Washington Reporter:
Tulsi Gabbard, RFK Jr., Bari Weiss, Michael Shellenberger, Elon Musk, and even Donald Trump. Every single one of these people is a former Democrat. Do you feel like your work on a political side is going to be helpful to the GOP in continuing to flip a lot of skeptical Democrats towards your side?
Rep. Jim Jordan:
It was one of the most popular lines of mine on the campaign. I’d say, ‘did you ever think Donald Trump, Elon Musk, RFK Jr, and Tulsi Gabbard would be on the same team?’ We invited Tulsi in to speak, she did a great job when she was still Democrat. We invited RFK Jr in when he was running for president in the Democratic Party. And I took some heat for that, but he's with us on the First Amendment. And shazam, it turned out all right. And Shellenberger and Taibbi weren't Republicans. The other lady who was really good was the journalist from Canada, Rupa Subramanya, she covered the trucker stuff.
Washington Reporter:
My final question for you: you might not feel strongly about this, but I know your constituents do. Ryan Day. What needs to happen?
Rep. Jim Jordan:
That's up to other people. I love the Buckeyes, but I really love the Badger football. Luke Fickell’s a good guy.

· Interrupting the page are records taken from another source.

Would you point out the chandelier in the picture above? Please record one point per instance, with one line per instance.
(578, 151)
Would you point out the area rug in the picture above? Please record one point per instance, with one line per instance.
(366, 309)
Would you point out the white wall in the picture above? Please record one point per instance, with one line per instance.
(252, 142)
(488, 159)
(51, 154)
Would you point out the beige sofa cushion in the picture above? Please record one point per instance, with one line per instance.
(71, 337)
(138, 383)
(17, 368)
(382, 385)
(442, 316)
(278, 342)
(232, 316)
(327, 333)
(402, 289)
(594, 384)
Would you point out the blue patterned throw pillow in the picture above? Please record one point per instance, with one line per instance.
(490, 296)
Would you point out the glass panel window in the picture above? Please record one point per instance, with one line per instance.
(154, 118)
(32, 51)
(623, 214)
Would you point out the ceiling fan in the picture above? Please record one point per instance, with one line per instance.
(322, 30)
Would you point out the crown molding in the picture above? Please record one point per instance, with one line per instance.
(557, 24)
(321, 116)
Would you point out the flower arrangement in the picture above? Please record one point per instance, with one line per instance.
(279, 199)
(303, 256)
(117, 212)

Fickell was a really good high school wrestler, best heavyweight in the country, and he's a great guy. And unfortunately, they went 5-7. It's tough. Hopefully, they'll turn it around. And the Buckeyes, they might win the National Championship. If they win the National Championship, everything's fine.
Washington Reporter:
Thanks so much for chatting, Congressman Jordan. We appreciate your time.